E o que isso tem a ver com literatura? Depende! Pode ter muito, como pode não ter absolutamente nada. No sentido positivo, confesso que pelo menos dois dos melhores contos que escrevi nasceram de sonhos. Claro que “podei” alguns excessos, adaptei-os, fiz alguns providenciais acréscimos e... assim nasceram  histórias, surreais, como seria de se esperar. Mas que nunca seriam escritas caso eu não sonhasse com tais enredos. Infelizmente, essa fonte não é tão farta como gostaria que fosse. Mas já rendeu frutos, o que não deixa de ser lucro. Há pessoas que dão importância excessiva aos sonhos, entendendo que sejam premonitórios. Recorrem a algum dos tantos “dicionários” de interpretação que há por ai e se angustiam se o que lêem neles indicar problemas, ou mesmo tragédias. Raramente, porém, esses “interpretadores” acertam. Nem poderiam.

Fosse Sigmund Freud que os interpretasse, com rigorosos métodos psicanalíticos que desenvolveu, seria caso de levar esses sonhos a sério. Afinal, segundo o “pai da psicanálise”, eles são frutos de coisas que ocorrem ao nosso redor, mas que passam despercebidas do nosso consciente. Nossos olhos não vêem, nossos ouvidos não ouvem, apenas o subconsciente as capta, processa e nos transmite, durante o repouso, numa espécie de “descarga”. Todavia não de forma literal, mas de maneira cifrada, mediante “símbolos”. Podem ser premonitórios? Podem! Mas têm que ser interpretados, insisto, por algum hábil psicanalista e não por meros palpiteiros de plantão, quando não rematados charlatães.

Sonhei, por exemplo, em determinada ocasião, que era mestre de cerimônia de um evento em que as figuras centrais homenageadas eram o falecido presidente norte-americano Ronald Reagan (na época ele ainda estava vivo) e a rainha da Inglaterra, Elizabeth II. Censurei meu subconsciente por esse arroubo de megalomania!!! Como ele se atreveu a cogitar isso?!! Óbvio que nenhuma dessas personalidades públicas sequer desconfiava que eu existia. Bem que gostaria que algum psicanalista interpretasse esse sonho específico que, provavelmente, estava anos-luz de distância da tacanha interpretação que lhe dei na ocasião. Pensei inúmeras vezes nessas personalidades, já que na ocasião eu era editor do noticiário internacional do jornal Correio Popular. Meu subconsciente aproveitou para fantasiar uma situação nitidamente impossível.
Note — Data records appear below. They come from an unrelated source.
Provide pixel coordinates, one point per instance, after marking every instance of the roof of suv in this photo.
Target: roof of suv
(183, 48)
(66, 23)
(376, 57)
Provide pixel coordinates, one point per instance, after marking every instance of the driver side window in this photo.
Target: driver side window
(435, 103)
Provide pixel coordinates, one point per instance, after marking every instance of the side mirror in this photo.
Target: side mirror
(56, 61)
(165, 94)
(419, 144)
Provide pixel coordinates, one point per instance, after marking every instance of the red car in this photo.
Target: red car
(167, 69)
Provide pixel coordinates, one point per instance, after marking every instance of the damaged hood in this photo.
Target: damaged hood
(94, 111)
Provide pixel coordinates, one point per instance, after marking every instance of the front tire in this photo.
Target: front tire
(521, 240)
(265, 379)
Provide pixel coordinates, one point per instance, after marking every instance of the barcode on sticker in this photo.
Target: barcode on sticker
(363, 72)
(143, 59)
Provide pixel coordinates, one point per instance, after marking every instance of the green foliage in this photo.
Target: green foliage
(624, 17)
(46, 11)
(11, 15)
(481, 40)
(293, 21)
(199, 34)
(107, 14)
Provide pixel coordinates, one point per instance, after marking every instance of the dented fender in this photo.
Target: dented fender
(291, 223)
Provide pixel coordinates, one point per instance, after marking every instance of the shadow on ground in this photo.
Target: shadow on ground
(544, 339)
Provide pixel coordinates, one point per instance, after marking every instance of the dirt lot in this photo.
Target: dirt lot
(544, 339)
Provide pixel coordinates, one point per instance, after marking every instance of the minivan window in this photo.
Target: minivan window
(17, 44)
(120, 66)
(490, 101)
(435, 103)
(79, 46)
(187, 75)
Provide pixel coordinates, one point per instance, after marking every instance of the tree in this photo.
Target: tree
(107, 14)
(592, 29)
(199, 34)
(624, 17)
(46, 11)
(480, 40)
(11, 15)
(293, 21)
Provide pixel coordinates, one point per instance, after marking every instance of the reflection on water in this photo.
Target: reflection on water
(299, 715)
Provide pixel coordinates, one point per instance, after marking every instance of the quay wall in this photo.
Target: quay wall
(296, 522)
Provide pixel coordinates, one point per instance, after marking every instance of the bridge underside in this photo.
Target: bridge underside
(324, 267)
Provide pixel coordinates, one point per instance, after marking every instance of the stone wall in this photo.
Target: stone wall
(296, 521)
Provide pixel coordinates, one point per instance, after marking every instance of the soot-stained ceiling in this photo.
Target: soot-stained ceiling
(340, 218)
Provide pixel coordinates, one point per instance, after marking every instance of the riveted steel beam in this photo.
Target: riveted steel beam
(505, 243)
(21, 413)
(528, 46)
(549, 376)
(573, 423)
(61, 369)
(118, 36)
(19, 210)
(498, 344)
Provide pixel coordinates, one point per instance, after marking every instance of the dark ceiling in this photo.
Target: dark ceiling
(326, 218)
Como será que Freud interpretaria essa “viagem” do substrato mais íntimo da minha psiquê? Nunca saberei!

A poetisa portuguesa Florbela Espanca não dava a mínima para essas estripulias do subconsciente. Tanto que escreveu, em uma das tantas cartas que enviou aos seus correspondentes (transformadas em dois interessantes livros): “Não costumo acreditar muito nos sonhos... porque de todos se acorda”. Há, porém, quem acredite piamente neles e que se apavore com seu teor, tentando o impossível: adivinhar o que não aconteceu e provavelmente jamais acontecerá. Eu, depois de haver sonhado com Reagan e com Elizabeth II, não consigo levá-los as sério. Mas fico atento para detectar outro possível enredo para um novo conto. Nunca se sabe. Se ocorreu mais de uma vez, não se pode descartar a possibilidade de que volte a ocorrer novamente.

Estou tratando aqui de sonho, sonho, ou seja, daquele que temos enquanto dormimos e não o do sentido metafórico que se dá a essa palavra: o de desejos intensos, que pareçam (ou de fato sejam) improváveis, quando não impossíveis. O ex-Beatle John Lennon fez a seguinte distinção entre ambos: “Um sonho que sonhes sozinho é apenas um sonho. Um sonho que sonhes em conjunto com outros é realidade”.  Se não for, pode se tornar, desde que ajamos para que se torne, caso valha a pena. Nem sempre vale. Todavia, encerro estas reflexões como as iniciei: A vida, muitas vezes, parece-me tão irreal, tão maluca, tão repleta de surpresas (boas e más) e apresenta tantos mistérios insondáveis, que fico, volta e meia, com a estranha impressão de que tudo isso se trate de mero sonho. E se for?